Supreme Court properly dismissed the breach of contract cause of action to the extent that it was premised on the alleged construction defects, as the offering plan requires the sponsor to correct defects only if it was notified of the defects by certified mail within six months of the first occupancy of a unit (see e.g. Tribeca Space Mgrs., Inc. v Tribeca Mews Ltd., 200 AD3d 626, 627 [1st Dept 2021]). We reject plaintiff's assertion that Tribeca Space Mgrs., in which this Court held that certain causes of action were not precluded by a similar notice requirement, supports the viability of the breach of contract cause of action. The offering plan in Tribeca Space Mgrs. contained language requiring the sponsor to construct the building to certain standards regardless of the disclaimer in its warranty that it would correct defects only if given notice of those defects within specified times (id.). By contrast, the plan presented in this appeal states that the sponsor would "be conclusively considered to have discharged any obligation that it may have with respect to any defects" if it was not timely notified of those defects.

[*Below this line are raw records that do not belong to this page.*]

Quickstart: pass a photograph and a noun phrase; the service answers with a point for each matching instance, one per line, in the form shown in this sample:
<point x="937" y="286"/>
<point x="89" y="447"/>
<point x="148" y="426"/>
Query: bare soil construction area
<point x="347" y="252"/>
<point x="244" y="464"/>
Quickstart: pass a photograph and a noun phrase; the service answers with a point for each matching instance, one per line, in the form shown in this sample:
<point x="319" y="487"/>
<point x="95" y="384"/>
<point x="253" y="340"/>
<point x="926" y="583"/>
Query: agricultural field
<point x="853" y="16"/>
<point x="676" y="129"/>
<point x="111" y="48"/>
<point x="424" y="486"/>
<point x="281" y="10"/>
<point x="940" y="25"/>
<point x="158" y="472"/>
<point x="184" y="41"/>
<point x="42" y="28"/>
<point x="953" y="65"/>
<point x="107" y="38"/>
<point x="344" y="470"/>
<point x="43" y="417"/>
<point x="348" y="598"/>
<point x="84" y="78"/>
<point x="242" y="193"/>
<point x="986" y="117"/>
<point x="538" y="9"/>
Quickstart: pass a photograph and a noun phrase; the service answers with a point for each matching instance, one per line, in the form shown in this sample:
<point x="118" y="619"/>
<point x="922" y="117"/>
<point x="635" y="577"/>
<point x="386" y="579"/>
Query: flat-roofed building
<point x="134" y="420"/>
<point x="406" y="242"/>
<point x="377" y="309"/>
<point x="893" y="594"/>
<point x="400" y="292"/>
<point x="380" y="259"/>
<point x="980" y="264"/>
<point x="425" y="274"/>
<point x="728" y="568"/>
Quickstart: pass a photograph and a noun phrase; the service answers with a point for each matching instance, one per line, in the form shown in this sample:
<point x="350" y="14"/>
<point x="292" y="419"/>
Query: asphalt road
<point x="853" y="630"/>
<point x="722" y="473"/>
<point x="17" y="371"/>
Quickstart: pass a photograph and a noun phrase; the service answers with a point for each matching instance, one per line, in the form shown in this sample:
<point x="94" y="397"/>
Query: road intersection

However, Supreme Court should not have dismissed the breach of contract cause of action to the extent it was based on allegedly inadequate water heater warranties. The water heater warranties were expressly described in the water heater specifications stated in the Offering Plan, as incorporated by reference into the contract, and thus do not constitute a defect "relating to construction of the Building, or in the installation or operation of any appliances, fixtures, or equipment therein" so as to fall under the notice requirement.

We also reinstate plaintiff's fraudulent conveyance causes of action under former Debtor and Creditor Law §§ 273, 274, and 276. Because plaintiff's claim for breach of contract can proceed in part, plaintiff may be deemed a creditor of the sponsor (see e.g. Matter of Shelly v Doe, 249 AD2d 756, 757 [3d Dept 1998]). As to the constructive fraudulent conveyance claims, defendants rely on documents that do not "utterly refute[ ] . . . plaintiff's factual allegations" (Art & Fashion Group Corp. v Cyclops Prod., Inc., 120 AD3d 436, 438 [1st Dept 2014]). Furthermore, plaintiff has pleaded badges of fraud sufficient to support the intentional fraudulent conveyance claim, which defendants do not address (cf. Board of Mgrs. of the Lore Condominium v Gateway IV LLC, 169 [*2]AD3d 617, 618 [1st Dept 2019]).

The fraudulent inducement cause of action was properly dismissed. Even accepting that this cause of action is not preempted by the Martin Act because plaintiff asserted affirmative misrepresentations and not just omissions, the claim fails as duplicative of the breach of contract cause of action (see e.g. Board of Mgrs. of the Latitude Riverdale Condominium v 3585 Owner, LLC, 199 AD3d 441, 441 [1st Dept 2021]).

Finally, given the evidence that the parties were discussing settlement, we reject defendants' argument that the complaint should be dismissed as abandoned under CPLR 3215 (c) (see e.g. JPMorgan Chase Bank, N.A. v Salvage, 171 AD3d 438, 439 [1st Dept 2019]). Concur—Webber, J.P., Gesmer, Shulman, Pitt-Burke, Higgitt, JJ.